View of Lake Scodra, known as Lacus Labeatis in classical antiquity.[8]

Unlike other Illyrian tribes, the extent of the territory of the Labeatae can be determined with relative precision through some important literary informations from ancient sources. In the accounts of the Roman-Illyrian war involving Gentius, Livy (c. 1st century BC – 1st century AD) described the location of Skodra reporting that the Illyrian king was ruler of the Labeatae and referring to the Lake Shkodra as Lacus Labeatium. The core of the Labeatan territory must therefore have been the area around this lake.[9][10]
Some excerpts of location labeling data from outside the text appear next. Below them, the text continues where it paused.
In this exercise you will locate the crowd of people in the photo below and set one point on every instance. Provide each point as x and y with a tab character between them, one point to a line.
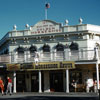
7	87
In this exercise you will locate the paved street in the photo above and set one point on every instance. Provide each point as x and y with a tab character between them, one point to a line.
50	96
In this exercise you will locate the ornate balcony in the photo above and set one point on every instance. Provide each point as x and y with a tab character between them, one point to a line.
84	55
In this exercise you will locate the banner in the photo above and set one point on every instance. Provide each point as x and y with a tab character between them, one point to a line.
54	65
42	66
13	67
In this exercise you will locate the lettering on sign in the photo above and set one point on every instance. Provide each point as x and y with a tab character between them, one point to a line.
46	27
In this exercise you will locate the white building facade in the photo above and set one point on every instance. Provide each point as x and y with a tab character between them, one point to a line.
65	53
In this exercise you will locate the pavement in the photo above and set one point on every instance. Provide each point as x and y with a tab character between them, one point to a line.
56	95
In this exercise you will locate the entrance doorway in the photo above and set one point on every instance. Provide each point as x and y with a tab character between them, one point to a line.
56	81
20	82
34	82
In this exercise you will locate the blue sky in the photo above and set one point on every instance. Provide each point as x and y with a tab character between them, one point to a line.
21	12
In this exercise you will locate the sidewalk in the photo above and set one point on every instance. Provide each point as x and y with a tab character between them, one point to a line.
52	94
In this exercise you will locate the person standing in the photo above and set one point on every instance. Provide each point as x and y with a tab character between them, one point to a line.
9	86
1	86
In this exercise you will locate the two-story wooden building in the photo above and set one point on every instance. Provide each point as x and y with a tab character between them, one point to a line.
65	53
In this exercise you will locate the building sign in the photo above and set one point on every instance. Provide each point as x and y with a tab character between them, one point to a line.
54	65
13	67
42	66
46	26
26	66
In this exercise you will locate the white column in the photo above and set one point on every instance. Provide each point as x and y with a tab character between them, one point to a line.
40	86
67	81
97	70
97	67
14	89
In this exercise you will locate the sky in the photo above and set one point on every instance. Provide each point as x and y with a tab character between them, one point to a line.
22	12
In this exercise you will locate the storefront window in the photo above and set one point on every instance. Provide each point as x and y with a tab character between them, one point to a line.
77	76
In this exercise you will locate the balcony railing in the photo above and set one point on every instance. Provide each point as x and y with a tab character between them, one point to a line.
50	56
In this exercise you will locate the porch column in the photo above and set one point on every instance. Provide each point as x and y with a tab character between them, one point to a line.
40	86
97	70
97	67
14	75
67	81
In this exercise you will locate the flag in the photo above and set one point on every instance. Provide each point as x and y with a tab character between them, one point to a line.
47	5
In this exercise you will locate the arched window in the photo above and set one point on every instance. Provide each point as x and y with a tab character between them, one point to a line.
33	49
74	46
60	47
46	48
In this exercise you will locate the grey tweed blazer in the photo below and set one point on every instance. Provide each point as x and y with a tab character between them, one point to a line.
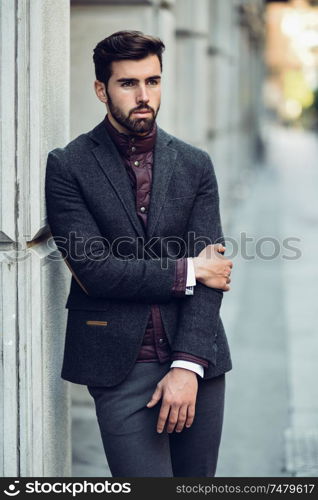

In the description of the place where the envoy of Gentius and Perseus met in 168 BC, Polybius (c. 2nd century BC) reports that the site of Meteon was located in the territory of the Labeatae. It was there that the Illyrian and Macedonian kings established an alliance against the Romans.[9][11] Livy mentions Meteon as a “city of the Labeates”, where at the end of the war Gentius’ wife Etleuta, their two sons, and Gentius’ brother Caravantius took refuge, implying that this city belonged to Labeatan territory until it was conquered by the Romans. Meteon can be considered as the northern border of Labeatan territory, beyond which Docleatan territory began encompassing the area between the rivers Zeta and Morača. In the west the territory of Labeatae was bordered by the Adriatic sea, its eastern border was presumably marked by the Accursed Mountains. The southern border may be considered the site of Lissus at the mouth of the river Drin, or further south the mouth of the river Mat, beyond which stretched the region of the Taulantii.[9][12][13] In Roman times Lissus was located in the territory of the Labeatae,[9][14] however ancient sources never relate it with this tribe. Taking into account archaeological and historical considerations, the city of Lissus should have been founded in a Labeatan ethnos context, but perhaps by the time of queen Teuta‘s fall in the end of the 3rd century BC, it was organized as a proper polis separating from the context of the ethnos.[9]

The territory of the Labeatae comprised a number of relevant rivers, including Drin (Oriund), Buna (Barbana), Kiri (Klausali) and Morača, and the alluvial plains surrounding the Lake Shkodra (Lacus or PalusLabeatis).[8][15] However, the only navigable rivers in antiquity were Buna and Drin.[8]

After the Roman conquest of southern Illyria, the territory of the Illyrian realm of Gentius was separated into three parts. One of these areas coincided with the Labeatan region.[6]